Nachdem der Einführungs-Absatz so voller Spekulation gewesen ist, hier die harten Fakten: In der ersten Mai-Woche erschien unter dem Titel »Pedigree et autres romans« bei Gallimard der besagte dritte Pléiade-Band. Dazu sollte man wissen, dass die Aufnahme eines Autoren in diese Bibliothek in Frankreich einer Adelung gleich kommt. Leider hat der Autor davon nichts mehr, da man in diese Bibliothek erst aufgenommen wird, wenn man schon tot ist - so dass es dem Schriftsteller selbst damit egal sein könnte. (Korrektur: Man kann durchaus auch als noch lebender Autor aufgenommen werden, dies allerdings ist bisher nur zwölf Autoren gelungen.) Beim Nobelpreis ist es ja haargenau anders herum: Man kann ihn nur lebend bekommen, was den einen oder anderen Schriftsteller - der darauf hofft(e) - gehörig genervt haben dürfte. Simenon gehörte dazu, John Updike dürfte da auch Jahre in froher Erwartung verbracht haben - ohne letztlich geehrt worden zu sein.
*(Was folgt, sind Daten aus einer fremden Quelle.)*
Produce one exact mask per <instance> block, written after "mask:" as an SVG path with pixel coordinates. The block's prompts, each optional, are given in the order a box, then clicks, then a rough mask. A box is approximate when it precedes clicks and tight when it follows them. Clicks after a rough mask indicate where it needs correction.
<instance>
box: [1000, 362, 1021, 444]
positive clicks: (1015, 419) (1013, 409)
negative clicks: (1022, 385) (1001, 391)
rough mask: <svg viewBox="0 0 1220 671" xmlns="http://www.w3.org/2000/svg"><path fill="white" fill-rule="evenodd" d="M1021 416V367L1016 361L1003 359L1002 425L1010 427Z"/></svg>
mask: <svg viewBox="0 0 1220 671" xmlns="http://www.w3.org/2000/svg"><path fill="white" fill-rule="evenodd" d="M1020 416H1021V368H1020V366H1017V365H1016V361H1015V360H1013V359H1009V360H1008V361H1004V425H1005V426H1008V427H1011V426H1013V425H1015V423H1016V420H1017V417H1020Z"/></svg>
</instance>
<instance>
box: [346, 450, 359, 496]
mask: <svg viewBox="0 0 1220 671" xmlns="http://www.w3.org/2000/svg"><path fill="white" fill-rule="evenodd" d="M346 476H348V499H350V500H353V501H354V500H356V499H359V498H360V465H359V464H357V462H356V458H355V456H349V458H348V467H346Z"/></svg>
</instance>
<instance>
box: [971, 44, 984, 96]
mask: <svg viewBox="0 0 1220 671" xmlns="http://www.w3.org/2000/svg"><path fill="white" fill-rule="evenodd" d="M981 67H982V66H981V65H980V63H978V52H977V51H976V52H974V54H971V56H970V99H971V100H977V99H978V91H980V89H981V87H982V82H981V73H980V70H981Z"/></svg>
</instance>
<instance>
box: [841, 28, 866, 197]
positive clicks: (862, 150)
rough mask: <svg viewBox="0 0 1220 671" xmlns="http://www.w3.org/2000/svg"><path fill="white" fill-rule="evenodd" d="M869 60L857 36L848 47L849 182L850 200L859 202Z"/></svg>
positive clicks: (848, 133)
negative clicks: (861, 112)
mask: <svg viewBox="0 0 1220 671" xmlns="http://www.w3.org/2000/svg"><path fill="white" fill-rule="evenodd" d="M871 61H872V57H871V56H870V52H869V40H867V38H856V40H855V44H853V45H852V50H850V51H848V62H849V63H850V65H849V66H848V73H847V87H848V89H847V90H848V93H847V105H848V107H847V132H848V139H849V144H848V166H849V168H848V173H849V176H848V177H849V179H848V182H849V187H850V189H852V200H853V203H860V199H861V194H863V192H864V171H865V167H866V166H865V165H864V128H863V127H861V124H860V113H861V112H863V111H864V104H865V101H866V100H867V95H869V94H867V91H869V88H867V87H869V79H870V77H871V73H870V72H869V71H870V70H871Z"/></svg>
Nun hat Letzterer noch nicht einmal den Trost in die Pléiade aufgenommen zu werden, da dort schließlich nur französischsprachige Autoren aufgenommen werden können. (Korrektur: Auch hier unterlag ich einem Irrtum - auch fremdsprachige Klassiker werden aufgenommen, so sah ich auch Werke von Tolstoi und Oscar Wilde in den Bestsellerlisten der Pléiade.)

Der Preis dieses Bandes wird mit 63 Euro angegeben. Kleinere Recherchen ergaben allerdings, dass dies nicht der Ladenverkaufs-Preis ist, der bewegt sich zwischen 52 Euro und 60 Euro. Beim Kauf dieses Buch auch über das Internet lohnt sich das Gucken also schon ein wenig.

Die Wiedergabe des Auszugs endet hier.